Nach einer notwendigen Phase des Ausprobierens muss ein Prozess der Professionalisierung besonders für den Bereich der digitalen Medien stattfinden. Fortbildungen und Tools sind hier anzubieten, damit Akteure unterstützt werden und kontextsensibel im digitalen Raum kommuniziert werden kann.

Wiederaufbau

Besonders im kirchenmusikalischen Bereich, aber auch bei Gemeindekreisen werden Wiederaufbauanstrengungen notwendig sein, denn ein längeres Nichtstattfinden von Chören Musikgruppen u.a. Kreisen wird den Bestand dieser Formate gefährden.

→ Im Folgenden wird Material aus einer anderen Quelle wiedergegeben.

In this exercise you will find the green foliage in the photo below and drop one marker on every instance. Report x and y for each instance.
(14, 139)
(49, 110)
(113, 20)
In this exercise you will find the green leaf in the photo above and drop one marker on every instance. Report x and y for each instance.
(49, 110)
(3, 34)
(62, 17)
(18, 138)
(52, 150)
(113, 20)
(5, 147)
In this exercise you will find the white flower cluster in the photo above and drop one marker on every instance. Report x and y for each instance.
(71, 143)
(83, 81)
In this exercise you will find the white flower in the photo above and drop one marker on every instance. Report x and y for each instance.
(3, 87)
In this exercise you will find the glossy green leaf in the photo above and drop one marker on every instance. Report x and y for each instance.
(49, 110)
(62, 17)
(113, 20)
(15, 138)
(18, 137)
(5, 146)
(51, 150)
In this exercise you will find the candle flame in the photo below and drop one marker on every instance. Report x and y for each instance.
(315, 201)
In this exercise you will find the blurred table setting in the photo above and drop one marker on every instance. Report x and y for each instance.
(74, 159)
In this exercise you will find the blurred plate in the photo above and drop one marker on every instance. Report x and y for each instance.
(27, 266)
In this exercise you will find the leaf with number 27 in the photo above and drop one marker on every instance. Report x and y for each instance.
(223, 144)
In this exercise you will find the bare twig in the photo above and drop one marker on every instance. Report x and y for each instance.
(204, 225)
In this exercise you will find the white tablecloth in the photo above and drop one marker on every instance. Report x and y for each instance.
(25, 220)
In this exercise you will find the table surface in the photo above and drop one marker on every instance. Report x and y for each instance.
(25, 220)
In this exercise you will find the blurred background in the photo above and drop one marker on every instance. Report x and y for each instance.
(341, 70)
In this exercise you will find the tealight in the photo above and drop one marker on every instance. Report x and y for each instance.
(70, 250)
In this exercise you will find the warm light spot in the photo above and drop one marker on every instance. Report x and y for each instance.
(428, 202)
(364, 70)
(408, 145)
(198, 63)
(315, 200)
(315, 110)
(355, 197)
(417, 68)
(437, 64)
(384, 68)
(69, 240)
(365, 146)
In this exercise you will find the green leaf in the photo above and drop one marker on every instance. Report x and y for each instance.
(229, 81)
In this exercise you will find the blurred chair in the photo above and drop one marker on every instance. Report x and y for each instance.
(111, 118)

Priorisierung und Posteriorisierung

Durch die neuen Formate und Medien wurden vor allem neue Interessenten angesprochen, während die vertrauten Kirchenmitglieder nach wie vor über die alten Formate erreicht werden. Hier muss eine Balance gefunden werden, die es den Haupt- und Ehrenamtlichen ermöglicht, ihre Arbeit weiterzuführen, ohne dass es zu Überforderungen kommt. Manches Alte wird sterben müssen und nicht alles Neue wird fortgeführt werden können. Gerade das prozesshafte Arbeiten ermöglicht, Projekte auch leicht wieder sein zu lassen. Denn sie hatten ihre Zeit.

Motivation

25-30 Prozent der Hauptamtlichen – so die Einschätzungen – sind in der Krise nicht (innovativ) aktiv gewesen bzw. im Bisherigen geblieben. In dieser Einschätzung liegt eine große Analyse- und ggf. Motivierungsaufgabe.

Seelsorge

Trotz der der Vielzahl der hochgefahrenen und neu entwickelten indirekten Seelsorgeformate (Telefon, Chat usw.) bleibt das Problem, dass die unmittelbare Begleitung der Risikogruppen nicht gewährleistet werden kann. Hier muss weiter nach Lösungsansätzen gesucht werden, denn die seelsorgliche Unmittelbarkeit und das unmittelbare In-Beziehung-Gehen ist hier für Seelsorge wesentlich und unaufgebbar.

Ressourcen-und Resonanzorientierung

Das langsame Hochfahren des alten Programms schränkt die zeitlichen Ressourcen für die Weiterführung der Innovationen ein. Die finanziellen Kürzungsmaßnahmen aufgrund der drastisch gesunkenen Kirchensteuereinnahmen lassen die finanziellen Möglichkeiten enger werden. Neben der Notwendigkeit von strategischen Investitionen vor allem im digitalen Bereich stellt sich die Frage, wie die Erfahrung der aufbrechenden, kreativen und vielfältigen Kirche als Narrativ auch jenseits krisenbedingter Innovation wirkmächtig bleiben kann. Eine Erkenntnis des Abends ist auch, dass es v.a. Haltungen sind, aus denen Entscheider in Gremien und Leitungen Dinge ermöglichen oder verhindern. Ein „es soll wieder so werden wie es früher (auch schon nicht) war“, ist sicher nicht der Zukunftsweg der Kirche.